The head of the Los Angeles Times editorial board, Mariel Garza, handed in her resignation this Wednesday, setting off waves of discussion and controversy. The move came after the paper declined to endorse Vice President Kamala Harris for the 2024 presidential race, a departure from its long-standing tradition of backing Democratic candidates since 2008. Garza didn’t just leave quietly—her exit was a direct protest against what she saw as the paper’s silence at a critical moment.
Garza explained to the *Columbia Journalism Review* that her frustration boiled down to principle. “I am not okay with us being silent,” she said. “In dangerous times, honest people need to stand up. This is how I’m standing up.” She believed the lack of endorsement not only muted the paper’s voice but could also be perceived as endorsing the status quo—or worse, as discriminatory.
Her frustration wasn’t rooted in any belief that endorsing Harris would flip votes in California—Garza made that clear. “Our readers are mostly Harris supporters. We’re a liberal paper. It wasn’t about changing minds.” What really stung, she implied, was the paper’s sudden retreat from a position it had held for over a decade: using its platform to make a public stand during elections.

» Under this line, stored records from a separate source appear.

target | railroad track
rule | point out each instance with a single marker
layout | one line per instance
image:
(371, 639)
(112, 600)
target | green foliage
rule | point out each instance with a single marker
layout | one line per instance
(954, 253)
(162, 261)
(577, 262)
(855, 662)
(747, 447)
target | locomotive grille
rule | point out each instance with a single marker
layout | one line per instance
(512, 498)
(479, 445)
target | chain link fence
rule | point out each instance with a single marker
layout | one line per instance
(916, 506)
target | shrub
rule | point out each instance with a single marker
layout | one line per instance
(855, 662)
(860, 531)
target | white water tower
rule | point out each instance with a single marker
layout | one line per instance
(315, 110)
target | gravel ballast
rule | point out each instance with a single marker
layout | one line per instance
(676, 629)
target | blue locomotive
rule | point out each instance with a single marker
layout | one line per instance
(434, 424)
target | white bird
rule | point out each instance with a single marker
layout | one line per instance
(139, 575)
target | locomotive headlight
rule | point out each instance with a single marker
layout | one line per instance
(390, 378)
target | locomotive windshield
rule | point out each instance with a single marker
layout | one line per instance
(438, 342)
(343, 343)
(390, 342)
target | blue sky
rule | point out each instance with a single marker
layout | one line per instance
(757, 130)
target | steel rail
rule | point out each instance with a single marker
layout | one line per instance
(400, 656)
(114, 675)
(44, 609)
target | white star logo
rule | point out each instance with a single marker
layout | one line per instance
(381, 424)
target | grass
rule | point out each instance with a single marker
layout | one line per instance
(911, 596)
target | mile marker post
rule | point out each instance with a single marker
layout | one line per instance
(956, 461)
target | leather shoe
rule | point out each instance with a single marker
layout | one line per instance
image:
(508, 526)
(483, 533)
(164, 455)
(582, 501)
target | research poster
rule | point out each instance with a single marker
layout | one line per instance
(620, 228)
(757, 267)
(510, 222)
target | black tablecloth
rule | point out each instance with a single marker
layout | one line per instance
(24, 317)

Behind the scenes, Garza suggested that LA Times owner Patrick Soon-Shiong pulled the strings, instructing the paper to remain neutral. According to Garza, the lack of endorsement for Harris could send the wrong message. “It makes us look craven and hypocritical, maybe even a bit sexist and racist,” she wrote in her resignation letter. “How can we criticize Trump for eight years, then turn around and refuse to endorse the Democrat who’s challenging him—someone we previously backed for Senate?”
Soon-Shiong didn’t stay silent either. In a post on X, he argued that his decision wasn’t about stifling the editorial board but about ensuring fair coverage. He claimed that the board had the opportunity to provide readers with an unbiased comparison of Harris and former President Donald Trump’s policies. His intention, he said, was to give readers the information to make up their own minds.
While Soon-Shiong painted the decision as one aimed at non-partisanship, the move was quickly spun as a win by the Trump campaign. “Even her fellow Californians know she’s not up for the job,” the campaign said, pointing out the irony that the state’s largest paper, which had previously endorsed Harris, was now stepping back.
Garza’s resignation leaves the LA Times at an interesting crossroads. As the dust settles, the decision not to endorse Harris is sure to keep fueling debates over how much influence news outlets should wield and what neutrality really means in a polarized media landscape. And with the Trump campaign already seizing on the fallout, it’s clear that this story isn’t over yet.